In the ever-expanding market of cybercrime services, new threats are emerging as sophisticated tools available for hire. A new RaaS operation Cicada3301 has quickly made its presence known, targeting both Windows and Linux/ESXi systems and already listing 23 victims since mid-June. Similarly, ManticoraLoader, a stealthy MaaS distributed on the XSS hacker forum, is gaining traction for its stealth and obfuscation capabilities.

Intensifying the threat landscape, the North Korean Citrine Sleet capitalized on a recently patched Chrome zero-day vulnerability. The APT group deployed the FudModule rootkit, honing in on the cryptocurrency sector.

Top Malware Reported in the Last 24 Hours

Cicada3301: New RaaS in the threat landscape

A new RaaS operation called Cicada3301 has emerged and already listed 23 victims on its extortion portal since mid-June. The ransomware is written in Rust and targets both Windows and Linux/ESXi hosts. The group behind Cicada3301 has recruited affiliates and shares similarities with the now-defunct BlackCat/ALPHV group. The ransomware supports configurable parameters for its operation and generates a symmetric key for encryption. After encrypting files, it creates a ransom note and targets specific file extensions.

Malicious npm packages target Roblox developers

Developers on Roblox are being targeted in a persistent campaign using fake npm packages to compromise systems. Attackers are mimicking the popular 'noblox.js' library, creating packages to steal data and compromise systems. Malicious packages noblox.js-proxy-server and noblox-ts were found impersonating Node.js libraries to deliver malware like Quasar RAT. Techniques like brandjacking and starjacking were used to make these packages seem legitimate. The malware enables the delivery of additional payloads from GitHub, steals Discord tokens, and gains persistence through Windows Registry changes.

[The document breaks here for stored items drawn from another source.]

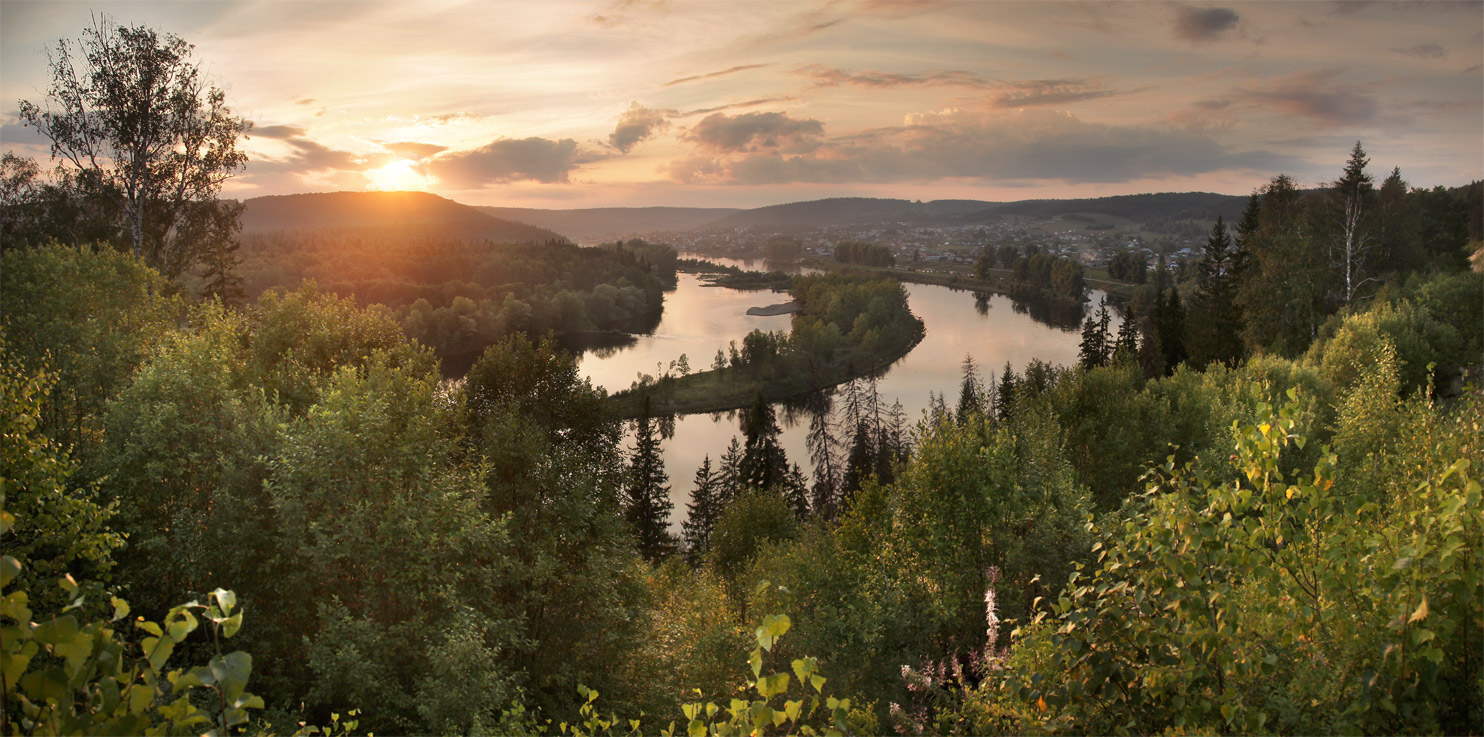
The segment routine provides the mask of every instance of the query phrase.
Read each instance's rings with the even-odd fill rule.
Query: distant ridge
[[[1209,192],[1121,195],[1080,200],[910,200],[838,197],[743,210],[708,227],[819,227],[905,222],[915,225],[973,225],[1005,215],[1049,218],[1074,213],[1103,214],[1140,222],[1154,220],[1227,220],[1241,217],[1247,198]]]
[[[545,228],[492,217],[428,192],[323,192],[255,197],[245,202],[244,233],[336,230],[544,243],[566,237]]]
[[[659,230],[690,230],[741,212],[735,207],[590,207],[577,210],[477,207],[475,209],[497,218],[561,231],[583,243],[612,241]]]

New ManticoraLoader MaaS proliferates

ManticoraLoader is a new MaaS observed on the XSS cybercrime forum distributed by a user with the alias DarkBLUP. The malware, available on Telegram since August 8, features stealth and obfuscation tactics, compatible with Windows 7 and above. It collects detailed information from infected devices, covertly sending data to a central control panel for profiling victims and customization of attacks. The actors limit clients to 10, offering services for $500 per month, aiming to monetize the tool.

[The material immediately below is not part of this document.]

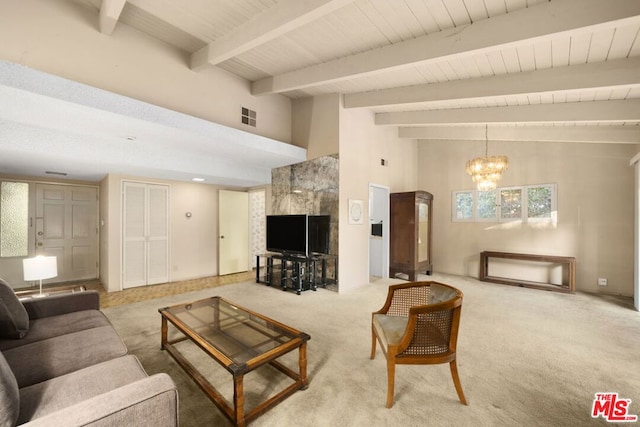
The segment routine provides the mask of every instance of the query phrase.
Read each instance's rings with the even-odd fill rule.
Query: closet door
[[[147,186],[147,285],[169,281],[169,187]]]
[[[169,187],[123,183],[123,288],[169,281]]]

GitHub comments push password-stealer

GitHub is being misused to spread the Lumma Stealer information-stealing malware through fake fixes posted in project comments. The issue was initially highlighted by a teloxide Rust library contributor who received fake fix comments on their GitHub issues, leading to further investigation revealing thousands of similar fake fixes on various GitHub projects. The fake fixes prompt users to download a password-protected archive from mediafire.com or a bit.ly URL, with the password usually being ‘changeme’. Reverse engineer Nicholas Sherlock identified over 29,000 malicious comments pushing this malware in just three days.

Top Vulnerabilities Reported in the Last 24 Hours

Citrine Sleet group exploits Chromium 0-day

The North Korean Citrine Sleet group exploited a recently patched Google Chrome zero-day vulnerability (CVE-2024-7971) to deploy the FudModule rootkit, targeting the cryptocurrency sector for financial gain. The zero-day exploit allows for remote code execution in the sandboxed Chromium renderer process, enabling the deployment of the FudModule rootkit, which operates from user mode and tampers with kernel security mechanisms. The attack also involved the exploitation of an elevation of privilege vulnerability in the Windows kernel (CVE-2024-38106).

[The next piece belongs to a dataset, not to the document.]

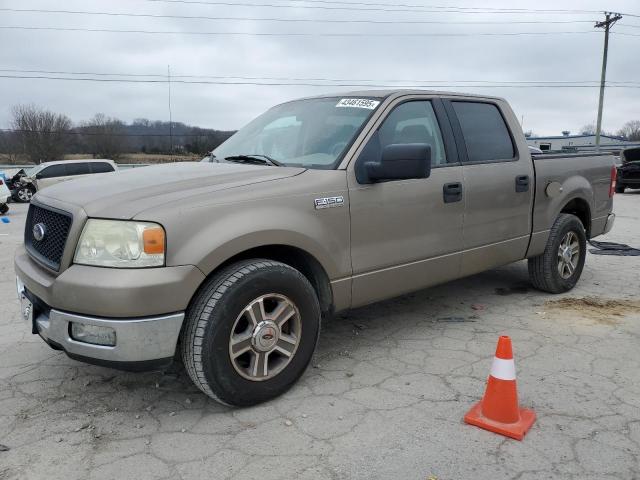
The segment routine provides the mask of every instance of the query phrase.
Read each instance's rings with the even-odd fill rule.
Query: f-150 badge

Fortra fixes two severe bugs

Fortra released patches for two vulnerabilities found in FileCatalyst Workflow. One of the vulnerabilities, tracked as CVE-2024-6633 with a CVSS score of 9.8, is considered critical and is described as an Insecure Default in FileCatalyst Workflow Setup. This vulnerability affects FileCatalyst Workflow 5.1.6 Build 139 and earlier versions. The flaw allows an unauthenticated attacker to gain remote access to the database, potentially manipulating or exfiltrating data and creating admin users. The other one is a high-severity SQL injection issue (CVE-2024-6632) that requires super admin credentials to exploit. Customers are advised to update to FileCatalyst Workflow version 5.1.7 build 156 or later to mitigate these vulnerabilities.